Sappiamo bene che, a differenza del passato, invece di chiese magnificenti e duomi le cui guglie si perdono nel cielo, l’uomo contemporaneo ha preferito costruire un numero ormai spropositato di centri commerciali che, all’atto pratico, sono diventati mete del pellegrinaggio odierno. E fu così che il centro commerciale è divenuto il moderno equivalente della cattedrale.
Alla pari dei negozi di ogni foggia e mercanzia, è cresciuto anche il numero degli abitanti della terra; ne consegue che, chiunque voglia fare shopping, vedrà svanire i suoi desideri di relax a tutto vantaggio di code estenuanti alla cassa. Equivalenti, queste, delle code sulla Salerno – Reggio Calabria.
Sebbene ogni cosa pare avere un suo equivalente, è vero anche che la vita è fatta di continue contraddizioni. Succede infatti che, all’interno di una stessa penisola si viva in modi totalmente opposti. Penso alla penisola coreana: la Corea del nord, è uno stato chiuso, impermeabile e in cui vige la dittatura comunista; la Corea del Sud è uno stato dinamico, all’avanguardia e dove vige la democrazia capitalista. È su quest’ultima che voglio soffermarmi.
La popolazione sud coreana è la seconda più produttrice e lavoratrice al mondo. Fare la fila al supermercato è considerato una perdita di tempo e lavoro impensabile. Così, la catena inglese Tesco ha pensato bene di risolvere il problema applicando un ragionamento semplicissimo: se Maometto non va dalla montagna, la montagna va da Maometto. Risultato? Sulle pareti delle stazioni della metropolitana nella Corea del Sud, campeggiano riproduzioni esatte e veritiere degli scaffali che troveremmo in un normale supermarket. La particolarità sta nel fatto che i “prodotti esposti” hanno tutti il QR code in bella vista in modo che, con lo smartphone, basta scattare una foto e il gioco è fatto. La lista della spesa virtuale viene inviata ai corrieri Home plus e da loro recapitata direttamente a casa. Vuoi che ogni sud coreano non abbia uno smartphone?
Oltre all’abbattimento delle noiose e lunghe file alla cassa, il virtual store sud coreano azzera altri problemi: il pericolo insito spesso nei luoghi affollati, difficoltà a cercare un parcheggio, la perfetta corrispondenza tra prodotto da acquistare e riproduzione su parete e, non da ultimo, azzera la necessità di trovare spazio da destinare alla costruzione di mostri ecologici – commerciali.
Grazie alla tecnologia possono venire meno molti disagi quotidiani, in questo caso un QR code abbatte le code.
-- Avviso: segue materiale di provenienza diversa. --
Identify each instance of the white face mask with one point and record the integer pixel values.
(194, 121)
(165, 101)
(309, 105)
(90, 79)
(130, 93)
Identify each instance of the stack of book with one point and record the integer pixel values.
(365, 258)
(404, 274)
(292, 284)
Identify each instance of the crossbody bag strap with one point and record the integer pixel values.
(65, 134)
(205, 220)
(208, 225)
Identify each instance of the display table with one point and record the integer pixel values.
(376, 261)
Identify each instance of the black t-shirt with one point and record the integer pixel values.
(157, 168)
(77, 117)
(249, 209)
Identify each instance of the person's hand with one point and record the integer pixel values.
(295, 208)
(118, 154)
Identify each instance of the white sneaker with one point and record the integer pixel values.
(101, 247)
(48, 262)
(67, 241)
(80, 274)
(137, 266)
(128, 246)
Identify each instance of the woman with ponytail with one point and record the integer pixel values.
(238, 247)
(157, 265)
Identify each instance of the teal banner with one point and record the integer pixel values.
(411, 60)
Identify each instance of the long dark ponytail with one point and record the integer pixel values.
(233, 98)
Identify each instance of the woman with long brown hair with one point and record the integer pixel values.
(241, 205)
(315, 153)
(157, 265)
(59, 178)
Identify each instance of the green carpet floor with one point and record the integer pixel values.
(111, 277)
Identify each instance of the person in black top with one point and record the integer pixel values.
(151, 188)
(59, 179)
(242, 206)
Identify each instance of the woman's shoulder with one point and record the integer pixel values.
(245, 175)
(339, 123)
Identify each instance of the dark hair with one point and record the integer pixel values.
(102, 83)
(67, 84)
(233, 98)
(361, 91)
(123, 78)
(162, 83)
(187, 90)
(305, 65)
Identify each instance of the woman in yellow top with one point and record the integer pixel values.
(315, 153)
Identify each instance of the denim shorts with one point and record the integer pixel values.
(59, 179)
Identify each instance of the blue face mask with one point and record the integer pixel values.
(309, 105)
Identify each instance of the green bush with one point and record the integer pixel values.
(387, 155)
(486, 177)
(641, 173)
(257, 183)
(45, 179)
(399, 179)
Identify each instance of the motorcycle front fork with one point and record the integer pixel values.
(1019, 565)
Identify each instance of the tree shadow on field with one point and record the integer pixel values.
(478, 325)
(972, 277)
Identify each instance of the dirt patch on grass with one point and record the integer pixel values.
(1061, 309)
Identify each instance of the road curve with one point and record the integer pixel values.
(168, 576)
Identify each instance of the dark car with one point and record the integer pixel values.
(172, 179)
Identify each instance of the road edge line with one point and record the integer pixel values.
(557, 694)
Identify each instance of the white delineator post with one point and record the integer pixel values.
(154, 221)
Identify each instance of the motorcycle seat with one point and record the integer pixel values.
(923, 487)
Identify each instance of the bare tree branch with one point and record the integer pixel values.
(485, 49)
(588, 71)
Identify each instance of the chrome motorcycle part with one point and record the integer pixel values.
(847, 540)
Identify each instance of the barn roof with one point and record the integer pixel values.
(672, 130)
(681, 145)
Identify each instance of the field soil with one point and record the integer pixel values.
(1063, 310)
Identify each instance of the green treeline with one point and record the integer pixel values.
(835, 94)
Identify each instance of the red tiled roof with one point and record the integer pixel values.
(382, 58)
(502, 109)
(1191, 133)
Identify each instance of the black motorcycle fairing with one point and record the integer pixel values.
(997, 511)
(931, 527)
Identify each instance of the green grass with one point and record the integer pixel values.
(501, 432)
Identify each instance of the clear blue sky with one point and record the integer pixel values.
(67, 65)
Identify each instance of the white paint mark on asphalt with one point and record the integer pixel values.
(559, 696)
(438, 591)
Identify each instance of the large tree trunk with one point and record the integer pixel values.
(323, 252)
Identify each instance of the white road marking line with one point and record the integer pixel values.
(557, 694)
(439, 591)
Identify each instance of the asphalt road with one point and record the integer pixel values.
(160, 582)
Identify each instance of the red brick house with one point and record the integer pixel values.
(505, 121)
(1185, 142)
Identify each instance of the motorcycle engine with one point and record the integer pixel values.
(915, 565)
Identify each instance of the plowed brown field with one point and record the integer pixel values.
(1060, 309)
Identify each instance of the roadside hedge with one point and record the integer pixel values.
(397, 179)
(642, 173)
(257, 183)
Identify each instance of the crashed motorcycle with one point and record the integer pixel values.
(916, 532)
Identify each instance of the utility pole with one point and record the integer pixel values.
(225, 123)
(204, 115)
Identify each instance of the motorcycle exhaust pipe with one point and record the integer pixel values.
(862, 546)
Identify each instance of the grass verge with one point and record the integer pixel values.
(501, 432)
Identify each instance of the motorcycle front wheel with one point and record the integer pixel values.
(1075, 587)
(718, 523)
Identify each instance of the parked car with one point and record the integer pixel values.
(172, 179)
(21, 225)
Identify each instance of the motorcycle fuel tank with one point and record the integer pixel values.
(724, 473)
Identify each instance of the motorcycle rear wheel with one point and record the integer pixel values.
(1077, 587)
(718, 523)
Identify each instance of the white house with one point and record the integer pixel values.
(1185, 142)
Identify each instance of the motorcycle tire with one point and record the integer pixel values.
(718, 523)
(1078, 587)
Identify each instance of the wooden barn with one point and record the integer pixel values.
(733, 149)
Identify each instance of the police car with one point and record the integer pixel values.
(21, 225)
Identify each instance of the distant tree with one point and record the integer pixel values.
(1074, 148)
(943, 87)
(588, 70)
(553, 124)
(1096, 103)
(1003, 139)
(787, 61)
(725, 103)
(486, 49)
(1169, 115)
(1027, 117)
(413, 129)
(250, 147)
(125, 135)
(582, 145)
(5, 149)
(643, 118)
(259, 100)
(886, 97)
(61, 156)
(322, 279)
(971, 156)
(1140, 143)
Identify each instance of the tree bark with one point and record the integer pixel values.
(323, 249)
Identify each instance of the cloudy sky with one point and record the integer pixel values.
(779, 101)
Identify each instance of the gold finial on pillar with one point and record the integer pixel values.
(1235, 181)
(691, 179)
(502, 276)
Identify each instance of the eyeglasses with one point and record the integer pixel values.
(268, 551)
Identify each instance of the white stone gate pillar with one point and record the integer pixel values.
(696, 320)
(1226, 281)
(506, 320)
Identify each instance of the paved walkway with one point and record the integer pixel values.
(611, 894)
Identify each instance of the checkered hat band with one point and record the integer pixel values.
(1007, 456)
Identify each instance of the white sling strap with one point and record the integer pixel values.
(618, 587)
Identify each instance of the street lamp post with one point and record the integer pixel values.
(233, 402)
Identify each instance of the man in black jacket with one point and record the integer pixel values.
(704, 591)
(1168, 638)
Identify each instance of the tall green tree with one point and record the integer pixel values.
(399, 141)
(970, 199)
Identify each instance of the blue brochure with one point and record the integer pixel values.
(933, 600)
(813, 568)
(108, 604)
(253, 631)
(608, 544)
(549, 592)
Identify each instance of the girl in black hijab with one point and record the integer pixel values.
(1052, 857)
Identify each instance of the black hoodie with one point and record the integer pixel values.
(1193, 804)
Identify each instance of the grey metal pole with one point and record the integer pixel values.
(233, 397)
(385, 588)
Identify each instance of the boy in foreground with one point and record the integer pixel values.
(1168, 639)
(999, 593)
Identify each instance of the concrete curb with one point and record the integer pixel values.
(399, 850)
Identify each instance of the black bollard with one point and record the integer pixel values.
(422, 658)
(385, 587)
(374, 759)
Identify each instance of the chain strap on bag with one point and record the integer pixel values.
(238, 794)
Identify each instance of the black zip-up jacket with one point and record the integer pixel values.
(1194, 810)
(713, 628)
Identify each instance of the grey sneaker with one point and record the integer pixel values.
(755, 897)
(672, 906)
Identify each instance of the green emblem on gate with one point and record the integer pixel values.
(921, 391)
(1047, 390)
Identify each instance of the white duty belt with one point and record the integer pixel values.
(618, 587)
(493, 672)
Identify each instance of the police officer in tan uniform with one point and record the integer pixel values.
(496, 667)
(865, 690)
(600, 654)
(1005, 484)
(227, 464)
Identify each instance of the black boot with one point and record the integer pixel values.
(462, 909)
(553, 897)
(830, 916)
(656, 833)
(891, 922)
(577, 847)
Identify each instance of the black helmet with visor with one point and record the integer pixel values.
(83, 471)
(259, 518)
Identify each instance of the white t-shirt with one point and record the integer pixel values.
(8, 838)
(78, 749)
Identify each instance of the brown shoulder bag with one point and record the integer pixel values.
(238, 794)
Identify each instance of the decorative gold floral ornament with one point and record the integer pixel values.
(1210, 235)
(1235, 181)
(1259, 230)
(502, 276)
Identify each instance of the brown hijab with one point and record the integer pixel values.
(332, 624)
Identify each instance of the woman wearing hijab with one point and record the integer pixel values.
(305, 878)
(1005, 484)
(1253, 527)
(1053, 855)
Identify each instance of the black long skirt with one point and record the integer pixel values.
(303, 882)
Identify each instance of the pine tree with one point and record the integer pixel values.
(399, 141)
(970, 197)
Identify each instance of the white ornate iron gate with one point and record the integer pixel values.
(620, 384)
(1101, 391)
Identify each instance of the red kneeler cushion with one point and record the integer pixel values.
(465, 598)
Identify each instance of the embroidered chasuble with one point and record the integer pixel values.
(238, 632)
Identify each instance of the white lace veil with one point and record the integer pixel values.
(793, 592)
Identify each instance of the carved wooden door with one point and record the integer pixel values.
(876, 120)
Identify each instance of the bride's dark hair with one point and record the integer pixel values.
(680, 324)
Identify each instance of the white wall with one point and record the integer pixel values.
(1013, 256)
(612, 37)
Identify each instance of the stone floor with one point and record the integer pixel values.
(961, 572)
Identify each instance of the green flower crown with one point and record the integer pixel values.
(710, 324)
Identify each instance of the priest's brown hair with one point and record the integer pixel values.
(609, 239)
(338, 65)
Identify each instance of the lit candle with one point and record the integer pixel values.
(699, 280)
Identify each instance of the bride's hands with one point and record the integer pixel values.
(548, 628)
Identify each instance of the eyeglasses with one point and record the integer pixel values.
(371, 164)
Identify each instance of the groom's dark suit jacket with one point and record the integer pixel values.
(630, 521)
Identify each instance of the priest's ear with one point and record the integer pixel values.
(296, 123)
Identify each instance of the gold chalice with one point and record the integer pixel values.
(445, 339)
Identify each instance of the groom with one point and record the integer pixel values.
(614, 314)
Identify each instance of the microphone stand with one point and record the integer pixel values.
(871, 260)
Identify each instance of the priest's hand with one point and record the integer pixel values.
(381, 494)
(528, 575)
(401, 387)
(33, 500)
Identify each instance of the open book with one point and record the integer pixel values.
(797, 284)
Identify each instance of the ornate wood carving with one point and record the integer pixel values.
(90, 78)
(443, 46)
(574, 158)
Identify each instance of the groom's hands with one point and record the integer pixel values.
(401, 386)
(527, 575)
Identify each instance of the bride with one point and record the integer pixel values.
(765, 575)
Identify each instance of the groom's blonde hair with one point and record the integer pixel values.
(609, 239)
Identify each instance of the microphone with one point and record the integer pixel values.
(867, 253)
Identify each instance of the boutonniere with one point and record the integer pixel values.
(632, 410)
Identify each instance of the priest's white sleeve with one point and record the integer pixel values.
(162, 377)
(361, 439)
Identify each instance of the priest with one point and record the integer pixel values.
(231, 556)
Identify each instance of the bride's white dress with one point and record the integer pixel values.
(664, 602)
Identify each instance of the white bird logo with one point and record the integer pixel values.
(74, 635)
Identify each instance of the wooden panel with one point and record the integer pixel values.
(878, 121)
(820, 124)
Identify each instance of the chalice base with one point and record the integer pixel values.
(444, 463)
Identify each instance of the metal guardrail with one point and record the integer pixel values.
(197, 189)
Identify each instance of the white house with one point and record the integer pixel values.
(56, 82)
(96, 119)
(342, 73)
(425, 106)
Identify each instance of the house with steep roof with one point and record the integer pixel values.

Il punto è: questa tecnologia, o meglio l’applicazione di questa tecnologia nell’ambito degli acquisti di beni di consumo primari, attecchirebbe in Italia? Penso che, per il momento, se è nata e si è affermata in Corea del Sud è perché ci sono delle condizioni che ne favoriscono il successo (vedi alla voce lavoro martellante); e poi: siamo sicuri che rinunceremmo facilmente al piacere di toccare con mano le confezioni, annusare con lentezza le spezie, scegliere accuratamente formaggi e pesce fresco di persona? Io ho i miei dubbi, forse per prima non rinuncerei a questo piacere, che è anche il piacere di scambiarsi dei consigli girovagando tra gli scaffali, e di ricambiare il sorriso di una cassiera o di un fornitore di merci, di perdersi tra colori e odori di cibo, detersivi e casalinghi.
Io tradizionalista? No, solo tanto godereccia, buongustaia italiana.